Global same store sales for the third quarter versus year ago dropped 35.3 percent. These rates of decline represented marked improvement over those in the second quarter with -48.4 percent in system wide sales, –46.6 percent in revenues and -41.0 percent in same store sales growth. 

 “Our business is recovering from the pandemic in different parts of the world, some faster than others. This is made possible by the resilience and hard work of our people and business partners, the strength of our brands and in cooperation with the communities and government agencies where we do business,” said JFC Chief Executive Ernesto Tanmantiong.

He added that, “We are now focusing our effort in rebuilding the business in a changed environment.

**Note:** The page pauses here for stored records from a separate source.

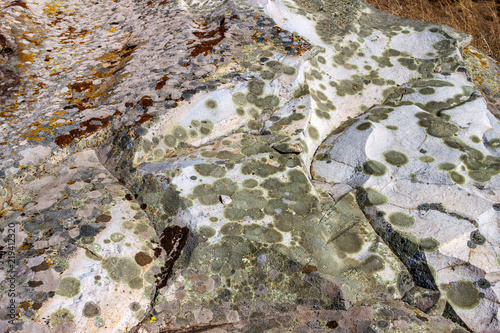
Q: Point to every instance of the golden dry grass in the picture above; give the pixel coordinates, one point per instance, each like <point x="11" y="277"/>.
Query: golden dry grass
<point x="479" y="18"/>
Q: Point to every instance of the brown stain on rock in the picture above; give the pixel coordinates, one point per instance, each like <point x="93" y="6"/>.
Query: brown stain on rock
<point x="173" y="240"/>
<point x="142" y="259"/>
<point x="88" y="127"/>
<point x="162" y="82"/>
<point x="145" y="102"/>
<point x="208" y="39"/>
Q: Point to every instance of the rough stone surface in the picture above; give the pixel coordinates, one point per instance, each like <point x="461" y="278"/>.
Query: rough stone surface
<point x="244" y="166"/>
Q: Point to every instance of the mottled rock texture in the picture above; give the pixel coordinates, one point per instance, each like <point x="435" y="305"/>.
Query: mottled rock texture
<point x="244" y="166"/>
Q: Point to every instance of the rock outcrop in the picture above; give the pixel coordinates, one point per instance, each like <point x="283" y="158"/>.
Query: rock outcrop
<point x="245" y="166"/>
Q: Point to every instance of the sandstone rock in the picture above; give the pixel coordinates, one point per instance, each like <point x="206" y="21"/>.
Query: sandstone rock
<point x="244" y="166"/>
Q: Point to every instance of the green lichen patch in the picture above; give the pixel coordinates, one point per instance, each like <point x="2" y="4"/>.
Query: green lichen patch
<point x="211" y="104"/>
<point x="475" y="139"/>
<point x="462" y="294"/>
<point x="392" y="127"/>
<point x="435" y="126"/>
<point x="429" y="245"/>
<point x="61" y="316"/>
<point x="210" y="170"/>
<point x="364" y="126"/>
<point x="395" y="158"/>
<point x="447" y="166"/>
<point x="457" y="177"/>
<point x="256" y="87"/>
<point x="256" y="233"/>
<point x="123" y="270"/>
<point x="375" y="198"/>
<point x="405" y="245"/>
<point x="494" y="143"/>
<point x="245" y="203"/>
<point x="426" y="159"/>
<point x="374" y="168"/>
<point x="401" y="220"/>
<point x="69" y="287"/>
<point x="209" y="194"/>
<point x="313" y="132"/>
<point x="91" y="310"/>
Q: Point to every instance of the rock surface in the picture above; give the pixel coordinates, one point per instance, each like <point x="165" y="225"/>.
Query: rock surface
<point x="245" y="166"/>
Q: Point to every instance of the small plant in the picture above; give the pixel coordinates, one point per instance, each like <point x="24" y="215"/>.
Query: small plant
<point x="478" y="18"/>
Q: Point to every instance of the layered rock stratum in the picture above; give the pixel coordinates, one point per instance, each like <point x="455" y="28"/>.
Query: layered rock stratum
<point x="245" y="166"/>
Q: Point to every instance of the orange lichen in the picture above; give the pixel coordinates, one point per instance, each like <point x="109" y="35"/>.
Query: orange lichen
<point x="146" y="102"/>
<point x="88" y="127"/>
<point x="36" y="129"/>
<point x="162" y="82"/>
<point x="214" y="37"/>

While the negative impact of the crisis is still affecting us, as we reopen stores, we are introducing new products, resuming strong marketing campaigns, strengthening our systems and infrastructure particularly for digital connections with our customers and for off- premise consumption of our products and opening of new stores mostly in our international business.”

As at September 30, 2020, 93 percent of the group’s outlets including those in the Philippines were already operating. However, the speed of recovery varied in different regions in the world.

Generally, businesses in developed countries were recovering faster than those in emerging markets. Same store sales also registered lower rates of decline than in the second quarter.

A total of 339 stores were permanently closed in the first nine months of the year due to challenging business conditions: 118 in the Philippines and 221 abroad.

However, 180 new stores were also opened, mostly in the early part of the year following expansion plans started in 2020: 48 in the Philippines and 132 abroad.

The attributable net loss for the third quarter of 2020 amounted to P1.6 billion, representing a significant improvement versus the net loss reported in the second quarter of P10.2 billion which included a significant provision for business transformation expense of P7.0 billion.

Excluding this provision, the second quarter loss would have been P3.2 billion. The Company generated positive EBITDA of P1.4 billion in the third quarter of 2020.